We need a lot of land to feed billions of people. Today, manual cultivation is no longer possible. Meanwhile, crop failures are often caused by insect pests and plant diseases. Given the scale of modern agricultural operations, detecting and stopping this pest invasion is challenging.
This adds a new application to computer vision technology. Farmers can use aerial photography to identify early indicators of plant disease or pests at the macro level and to identify crop diseases at the micro level using close-up photos of leaves and plants. A commonly used computer vision method in these studies is convolutional neural networks. Today, more applications of artificial intelligence in agriculture are being developed.
It’s worth noting that we use the term “computer vision” very broadly here. Images are generally not the most reliable source of information. Many important aspects of plant life are best studied using other methods. Specialized sensors are often used to collect hyperspectral images or 3D laser scans are used to better understand plant health. In the field of agronomy, this type of technology is increasingly used due to the application of artificial intelligence in agriculture.
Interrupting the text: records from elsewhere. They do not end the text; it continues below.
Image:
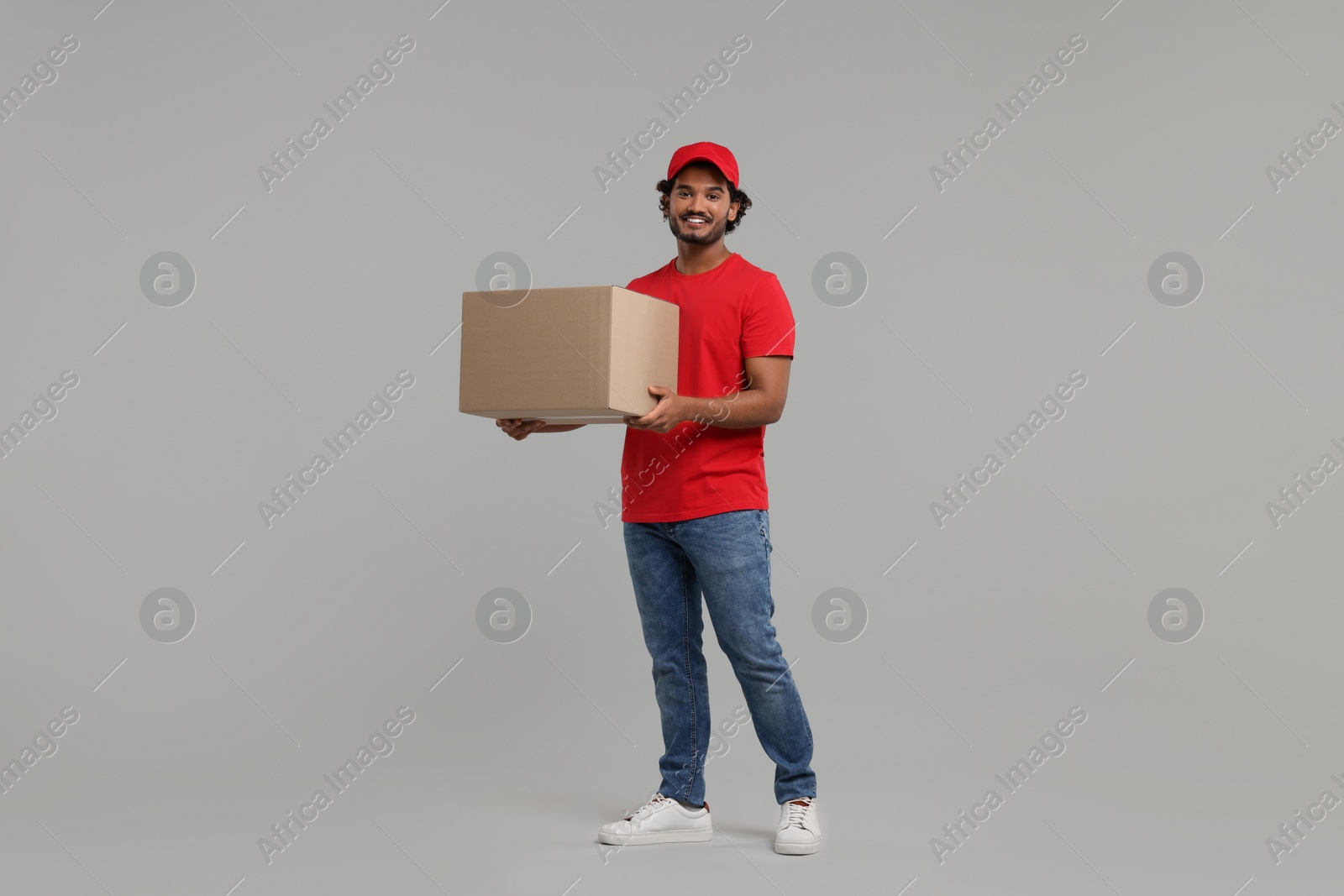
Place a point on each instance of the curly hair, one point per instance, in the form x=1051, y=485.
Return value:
x=734, y=196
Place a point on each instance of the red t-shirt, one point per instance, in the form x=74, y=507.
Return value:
x=729, y=313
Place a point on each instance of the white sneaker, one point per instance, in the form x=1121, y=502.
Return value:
x=800, y=828
x=660, y=821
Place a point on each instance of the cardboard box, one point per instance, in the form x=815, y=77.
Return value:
x=566, y=355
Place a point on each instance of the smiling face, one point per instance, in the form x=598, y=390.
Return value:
x=699, y=208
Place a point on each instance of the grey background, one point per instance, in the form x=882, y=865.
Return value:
x=362, y=598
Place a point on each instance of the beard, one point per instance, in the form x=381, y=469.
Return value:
x=702, y=237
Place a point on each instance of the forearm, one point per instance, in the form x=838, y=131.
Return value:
x=734, y=411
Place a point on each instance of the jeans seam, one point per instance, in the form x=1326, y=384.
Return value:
x=690, y=678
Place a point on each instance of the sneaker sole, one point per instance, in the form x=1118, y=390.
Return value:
x=797, y=849
x=683, y=836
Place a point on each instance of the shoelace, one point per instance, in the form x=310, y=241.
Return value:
x=797, y=813
x=643, y=812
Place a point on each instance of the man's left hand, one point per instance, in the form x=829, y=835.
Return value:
x=664, y=416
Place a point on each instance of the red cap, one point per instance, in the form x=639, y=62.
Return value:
x=712, y=154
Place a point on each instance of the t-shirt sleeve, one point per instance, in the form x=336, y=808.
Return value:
x=766, y=320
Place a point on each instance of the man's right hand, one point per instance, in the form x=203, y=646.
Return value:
x=519, y=429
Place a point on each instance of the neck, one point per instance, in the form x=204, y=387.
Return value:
x=692, y=258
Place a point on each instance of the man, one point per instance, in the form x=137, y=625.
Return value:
x=696, y=510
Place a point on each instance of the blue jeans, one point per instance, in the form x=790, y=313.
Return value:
x=726, y=557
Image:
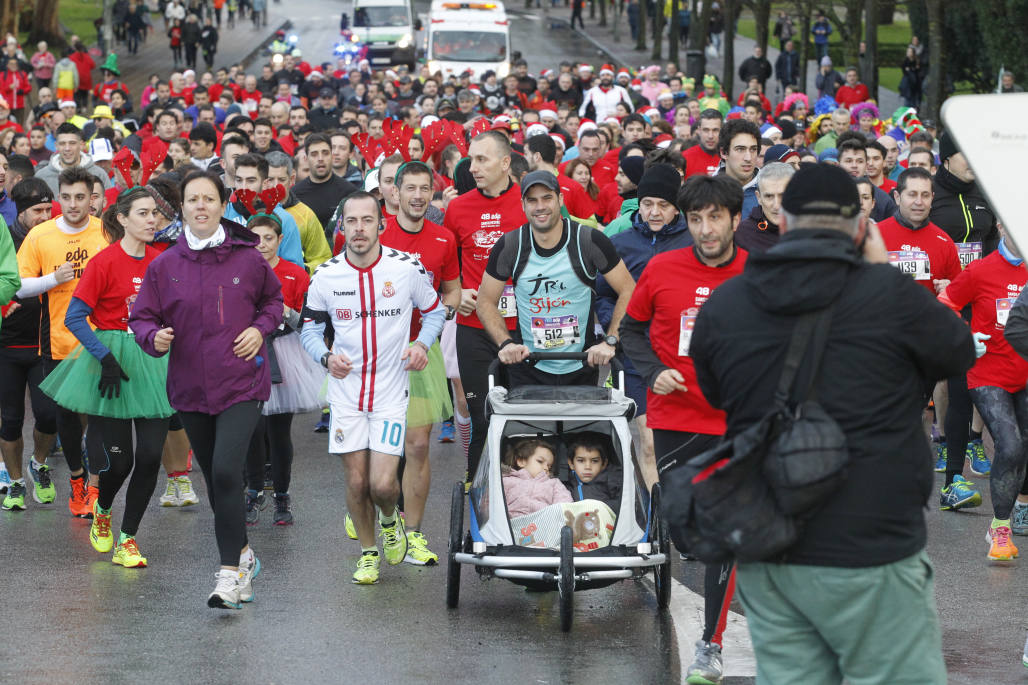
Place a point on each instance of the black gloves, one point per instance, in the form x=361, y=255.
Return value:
x=111, y=375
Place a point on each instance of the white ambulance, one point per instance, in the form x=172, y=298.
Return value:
x=466, y=36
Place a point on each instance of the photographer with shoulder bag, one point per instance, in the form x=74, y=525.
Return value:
x=828, y=472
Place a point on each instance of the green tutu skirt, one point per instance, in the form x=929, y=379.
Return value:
x=430, y=400
x=75, y=383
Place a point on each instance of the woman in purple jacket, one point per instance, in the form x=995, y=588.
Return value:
x=211, y=299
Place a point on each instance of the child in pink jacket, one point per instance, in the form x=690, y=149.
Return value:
x=530, y=485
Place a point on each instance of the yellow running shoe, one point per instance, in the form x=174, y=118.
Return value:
x=100, y=531
x=367, y=569
x=126, y=554
x=417, y=550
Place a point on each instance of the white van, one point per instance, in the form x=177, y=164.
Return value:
x=471, y=36
x=389, y=29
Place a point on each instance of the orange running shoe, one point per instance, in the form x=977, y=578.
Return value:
x=92, y=495
x=1001, y=547
x=77, y=502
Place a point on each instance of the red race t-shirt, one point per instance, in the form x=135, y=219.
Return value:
x=434, y=247
x=669, y=294
x=478, y=222
x=294, y=283
x=698, y=161
x=110, y=284
x=990, y=285
x=926, y=253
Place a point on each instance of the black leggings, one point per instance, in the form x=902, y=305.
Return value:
x=272, y=438
x=143, y=460
x=219, y=443
x=21, y=367
x=719, y=579
x=957, y=425
x=1005, y=415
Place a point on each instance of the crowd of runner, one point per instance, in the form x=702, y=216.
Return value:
x=198, y=262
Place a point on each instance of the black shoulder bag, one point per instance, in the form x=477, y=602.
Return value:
x=747, y=497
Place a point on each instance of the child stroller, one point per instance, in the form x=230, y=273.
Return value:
x=559, y=549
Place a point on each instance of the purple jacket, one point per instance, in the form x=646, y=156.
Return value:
x=209, y=297
x=526, y=495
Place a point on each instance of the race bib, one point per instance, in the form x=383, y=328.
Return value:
x=915, y=263
x=508, y=305
x=686, y=334
x=554, y=332
x=1003, y=305
x=968, y=252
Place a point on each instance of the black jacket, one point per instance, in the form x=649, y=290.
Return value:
x=961, y=211
x=890, y=340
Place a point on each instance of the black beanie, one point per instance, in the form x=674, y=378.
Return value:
x=947, y=146
x=632, y=167
x=660, y=181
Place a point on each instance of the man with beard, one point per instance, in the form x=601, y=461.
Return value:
x=599, y=102
x=322, y=190
x=759, y=231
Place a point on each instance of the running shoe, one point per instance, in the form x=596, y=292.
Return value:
x=187, y=497
x=980, y=464
x=417, y=550
x=255, y=504
x=959, y=495
x=15, y=497
x=1019, y=519
x=940, y=457
x=248, y=571
x=446, y=432
x=1001, y=548
x=283, y=516
x=100, y=531
x=171, y=496
x=43, y=490
x=226, y=590
x=76, y=500
x=322, y=425
x=92, y=495
x=367, y=569
x=127, y=554
x=394, y=541
x=706, y=668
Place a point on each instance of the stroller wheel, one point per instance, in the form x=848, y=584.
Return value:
x=455, y=545
x=660, y=537
x=565, y=578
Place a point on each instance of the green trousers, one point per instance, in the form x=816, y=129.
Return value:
x=819, y=624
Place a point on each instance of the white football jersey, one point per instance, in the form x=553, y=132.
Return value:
x=370, y=311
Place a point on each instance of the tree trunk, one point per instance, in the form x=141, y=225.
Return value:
x=46, y=25
x=871, y=45
x=933, y=89
x=762, y=14
x=658, y=32
x=640, y=29
x=728, y=75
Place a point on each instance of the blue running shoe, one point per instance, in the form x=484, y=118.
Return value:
x=1019, y=519
x=980, y=464
x=959, y=495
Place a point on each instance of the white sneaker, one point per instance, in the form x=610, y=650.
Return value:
x=171, y=496
x=248, y=571
x=226, y=592
x=186, y=495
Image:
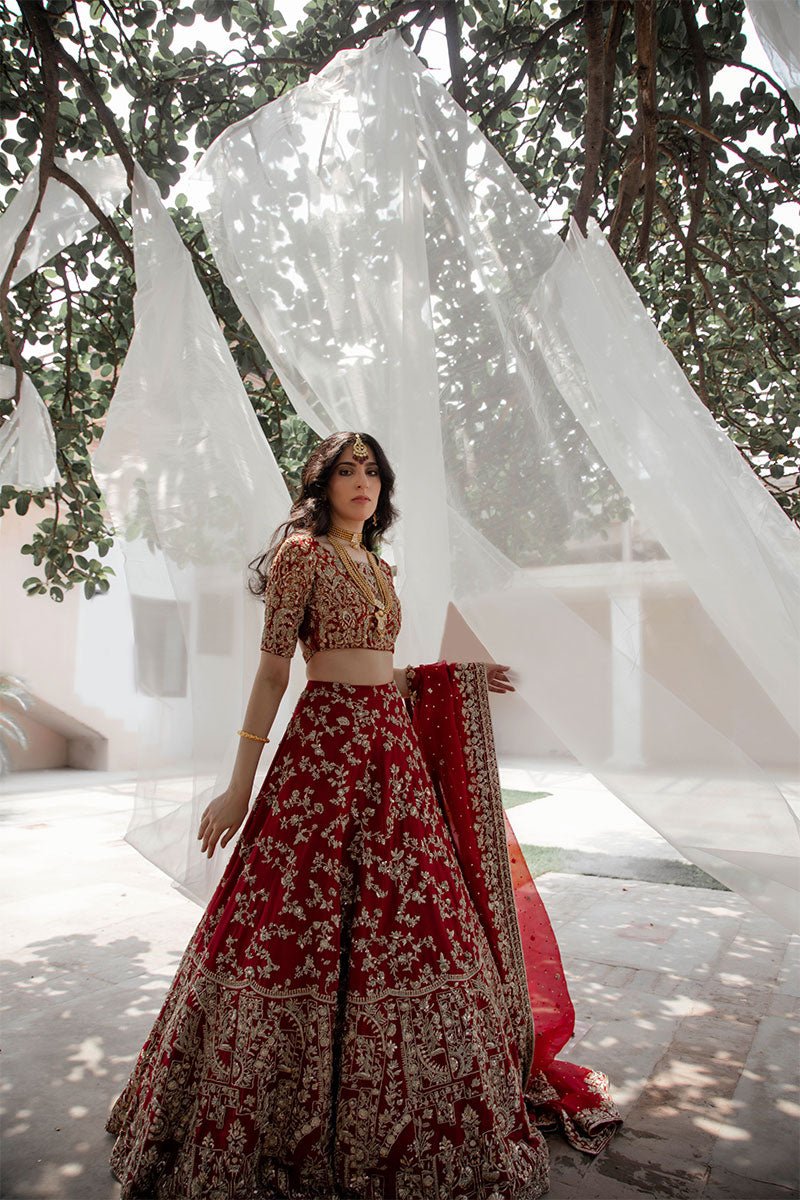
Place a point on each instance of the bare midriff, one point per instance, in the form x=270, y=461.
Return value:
x=350, y=665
This data type is typically high-resolution and more similar to photos than medical imaging. AgMRI is an on-site monitoring system. Although specialized models are required to process this data, convolutional neural networks in particular can be used due to the spatial organization of the data.
Multi-million dollar investment in plant phenotyping and imaging research. The main task now is to collect sizable datasets of crop plants, usually in the form of pictures or three-dimensional images, and compare phenotypic information with plant genotypes. Research results and information can be used to advance agricultural technology worldwide. Agriculture is not the only field using smart AI systems, AI is also a hot topic in recruitment.
Many autonomous agricultural robots are capable of digging holes and planting seeds in the ground while adhering to established basic patterns and taking into account the unique characteristics of the area. The robots are also able to manage the plant's growth process and interact with each plant individually. When the crops are ripe, the robots will harvest them, again treating each plant the way it should be treated.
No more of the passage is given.